A spokeswoman for Anthem said the company is reviewing the judge's order, while Cigna issued a statement saying that it "intends to carefully review the opinion and evaluate its options."
Cigna has signalled that it is ready to move past its merger agreement with Anthem. During the company's earnings conference call, CEO David Cordani noted that the firm would have $7 to $14 billion to deploy for potential deals if the merger were blocked.
Even before the companies struck a deal 18 months ago, the relationship between the two firms was contentious and their disagreement has often made its way public.
Judge Jackson noted that the friction was evident during the trial, calling it "the elephant in the courtroom." She said Cigna executives' testimony at times contradicted Anthem's arguments for the benefits of the deal.

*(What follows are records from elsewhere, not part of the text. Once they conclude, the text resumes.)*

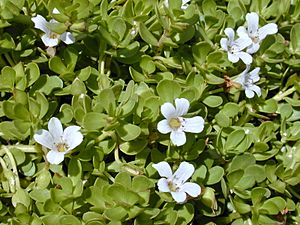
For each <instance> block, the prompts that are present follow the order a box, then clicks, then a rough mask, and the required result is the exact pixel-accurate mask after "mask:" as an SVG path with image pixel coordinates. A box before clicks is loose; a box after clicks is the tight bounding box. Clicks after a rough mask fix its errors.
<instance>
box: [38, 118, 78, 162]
mask: <svg viewBox="0 0 300 225" xmlns="http://www.w3.org/2000/svg"><path fill="white" fill-rule="evenodd" d="M48 129H49V131H47V130H44V129H41V130H38V131H37V132H36V133H35V135H34V136H33V138H34V140H35V141H36V142H37V143H39V144H41V145H43V146H45V147H46V148H49V149H50V151H49V152H48V153H47V155H46V158H47V160H48V161H49V163H51V164H59V163H61V162H62V161H63V160H64V155H65V154H66V153H68V152H70V151H71V150H72V149H74V148H75V147H77V146H78V145H79V144H80V143H81V142H82V140H83V135H82V134H81V133H80V131H79V130H80V127H79V126H69V127H67V128H66V129H65V130H63V127H62V124H61V122H60V121H59V119H57V118H56V117H52V118H51V119H50V120H49V122H48Z"/></svg>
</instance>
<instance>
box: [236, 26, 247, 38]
mask: <svg viewBox="0 0 300 225" xmlns="http://www.w3.org/2000/svg"><path fill="white" fill-rule="evenodd" d="M236 33H237V34H238V36H239V37H245V36H246V37H249V36H248V32H247V30H246V28H245V27H243V26H240V27H239V28H238V29H237V31H236Z"/></svg>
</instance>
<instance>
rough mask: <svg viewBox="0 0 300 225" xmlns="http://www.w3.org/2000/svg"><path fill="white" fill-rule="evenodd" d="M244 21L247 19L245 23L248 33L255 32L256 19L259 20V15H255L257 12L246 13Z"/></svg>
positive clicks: (257, 31) (256, 29)
mask: <svg viewBox="0 0 300 225" xmlns="http://www.w3.org/2000/svg"><path fill="white" fill-rule="evenodd" d="M246 21H247V25H248V33H249V35H251V34H255V33H257V32H258V21H259V17H258V15H257V13H255V12H252V13H247V15H246Z"/></svg>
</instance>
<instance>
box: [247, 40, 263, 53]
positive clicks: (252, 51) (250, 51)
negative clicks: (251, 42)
mask: <svg viewBox="0 0 300 225" xmlns="http://www.w3.org/2000/svg"><path fill="white" fill-rule="evenodd" d="M259 47H260V45H259V43H258V42H257V43H252V45H250V46H249V47H248V48H247V53H249V54H253V53H255V52H257V51H258V49H259Z"/></svg>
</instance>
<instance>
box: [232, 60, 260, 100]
mask: <svg viewBox="0 0 300 225" xmlns="http://www.w3.org/2000/svg"><path fill="white" fill-rule="evenodd" d="M249 70H250V66H249V65H247V67H246V69H245V70H244V71H243V72H242V73H241V74H240V75H239V77H238V78H237V82H238V83H240V84H241V85H242V88H243V89H244V90H245V93H246V96H247V98H253V97H254V94H255V93H256V94H257V96H261V90H260V87H258V86H257V85H255V84H254V83H255V82H257V81H259V75H258V73H259V70H260V68H259V67H256V68H255V69H254V70H252V71H251V72H249Z"/></svg>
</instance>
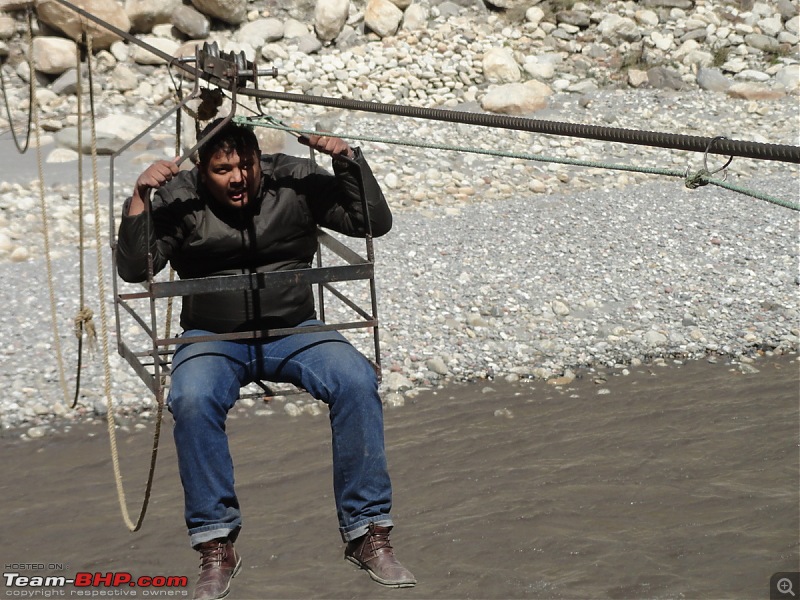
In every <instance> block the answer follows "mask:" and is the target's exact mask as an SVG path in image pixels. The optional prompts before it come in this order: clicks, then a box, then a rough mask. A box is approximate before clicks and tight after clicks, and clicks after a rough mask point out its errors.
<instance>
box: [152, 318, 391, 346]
mask: <svg viewBox="0 0 800 600" xmlns="http://www.w3.org/2000/svg"><path fill="white" fill-rule="evenodd" d="M376 323H377V321H374V320H372V321H349V322H346V323H335V324H331V325H304V326H302V327H280V328H276V329H261V330H257V331H235V332H232V333H215V334H212V335H198V336H192V337H187V338H162V339H157V340H156V344H157V345H159V346H173V345H176V344H199V343H201V342H216V341H222V340H227V341H230V340H234V341H236V340H239V341H249V340H263V339H267V338H273V337H281V336H285V335H298V334H302V333H320V332H323V331H338V330H344V329H359V328H366V327H375V325H376Z"/></svg>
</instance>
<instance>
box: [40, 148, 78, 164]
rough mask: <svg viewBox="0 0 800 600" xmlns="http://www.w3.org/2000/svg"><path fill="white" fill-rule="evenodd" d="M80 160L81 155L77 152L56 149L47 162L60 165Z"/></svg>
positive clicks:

The merger agreement calls for a $1.85 billion break-up fee if the deal is not approved. Last week, Cigna informed Anthem that it reserved the right to terminate the deal if the merger was blocked.
Given their history, Matthew Cantor would not be surprised if Anthem and Cigna wind up back in court, battling over the break-up fee.
"The bad blood has been so public… I think that you're looking at litigation," Cantor explained. "And you're also talking large, large numbers."